Everything in my topology works as planned but under a high load from Kafka, the Kafka lag increases more and more over time.
My KafkaSpoutConfig:
KafkaSpoutConfig<String,String> spoutConf =
KafkaSpoutConfig.builder("kafkaContainerName:9092", "myTopic")
.setProp(ConsumerConfig.GROUP_ID_CONFIG, "myGroup")
.setProp(ConsumerConfig.VALUE_DESERIALIZER_CLASS_CONFIG, MyObjectDeserializer.class)
.build()
Then my topology is as follows
TopologyBuilder builder = new TopologyBuilder();
builder.setSpout("stormKafkaSpout", new KafkaSpout<String,String>(spoutConf), 25);
builder.setBolt("routerBolt", new RouterBolt(),25).shuffleGrouping("stormKafkaSpout");
Config conf = new Config();
conf.setNumWorkers(10);
conf.put(Config.STORM_ZOOKEEPER_SERVERS, ImmutableList.of("zookeeper"));
conf.put(Config.STORM_ZOOKEEPER_PORT, 2181);
conf.put(Config.NIMBUS_SEEDS, ImmutableList.of("nimbus"));
conf.put(Config.NIMBUS_THRIFT_PORT, 6627);
System.setProperty("storm.jar", "/opt/storm.jar");
StormSubmitter.submitTopology("topologyId", conf, builder.createTopology());
The RouterBolt (which extends BaseRichBolt) does one very simple switch statement and then uses a local KafkaProducer object to send a new message to another topic.

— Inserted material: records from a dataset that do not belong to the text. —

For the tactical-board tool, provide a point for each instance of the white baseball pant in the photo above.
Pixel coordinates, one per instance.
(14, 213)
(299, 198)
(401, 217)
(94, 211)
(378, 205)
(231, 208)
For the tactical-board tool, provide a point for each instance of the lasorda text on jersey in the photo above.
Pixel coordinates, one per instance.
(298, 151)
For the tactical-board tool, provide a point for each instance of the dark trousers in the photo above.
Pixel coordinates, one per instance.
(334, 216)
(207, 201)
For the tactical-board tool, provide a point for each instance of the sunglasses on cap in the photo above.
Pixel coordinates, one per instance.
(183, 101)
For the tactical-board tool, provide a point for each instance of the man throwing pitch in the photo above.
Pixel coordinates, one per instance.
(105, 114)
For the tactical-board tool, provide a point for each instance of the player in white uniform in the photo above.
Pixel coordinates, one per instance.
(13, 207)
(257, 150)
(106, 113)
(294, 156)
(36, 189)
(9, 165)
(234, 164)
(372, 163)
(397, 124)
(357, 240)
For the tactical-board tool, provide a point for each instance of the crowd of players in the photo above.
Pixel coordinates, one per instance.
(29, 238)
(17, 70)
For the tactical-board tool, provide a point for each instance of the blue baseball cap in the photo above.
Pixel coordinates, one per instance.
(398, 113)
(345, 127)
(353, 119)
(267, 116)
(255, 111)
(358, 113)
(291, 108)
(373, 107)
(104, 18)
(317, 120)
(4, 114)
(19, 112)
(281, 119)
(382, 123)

Like I said, everything compiles and the topology runs as expected but under a high load (3000 messages/s), the Kafka lag just piles up equating to low throughput for the topology.

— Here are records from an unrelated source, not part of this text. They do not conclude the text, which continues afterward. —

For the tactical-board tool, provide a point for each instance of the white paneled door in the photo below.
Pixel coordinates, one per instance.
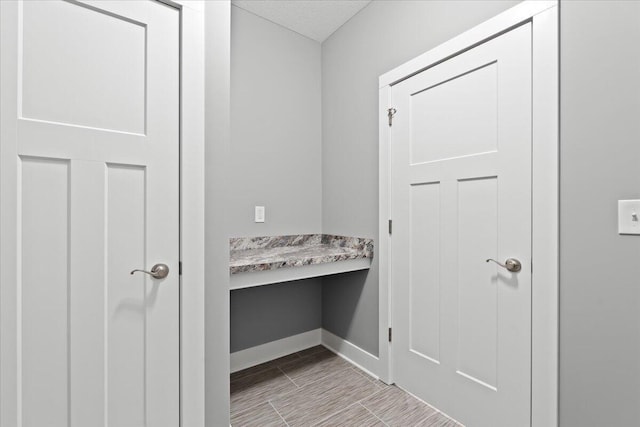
(89, 192)
(461, 194)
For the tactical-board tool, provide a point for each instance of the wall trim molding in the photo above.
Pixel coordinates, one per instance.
(351, 353)
(272, 350)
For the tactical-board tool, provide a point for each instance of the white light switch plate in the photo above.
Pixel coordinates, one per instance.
(259, 214)
(628, 216)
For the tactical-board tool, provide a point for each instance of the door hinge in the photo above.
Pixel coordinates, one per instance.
(390, 113)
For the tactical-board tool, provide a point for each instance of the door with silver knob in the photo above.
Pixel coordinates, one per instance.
(461, 193)
(89, 148)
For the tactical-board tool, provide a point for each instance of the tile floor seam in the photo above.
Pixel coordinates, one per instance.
(369, 397)
(429, 416)
(333, 414)
(312, 382)
(290, 379)
(372, 413)
(277, 412)
(364, 374)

I've tried disabling acking with
conf.setNumAckers(0);
and
conf.put(Config.TOPOLGY_ACKER_EXECUTORS, 0);
but I guess it's not an acking issue.
I've seen on the Storm UI that the RouterBolt has execution latency of 1.2ms and process latency of .03ms under the high load which leads me to believe the Spout is the bottleneck.Also the parallelism hint is 25 because there are 25 partitions of "myTopic". Thanks!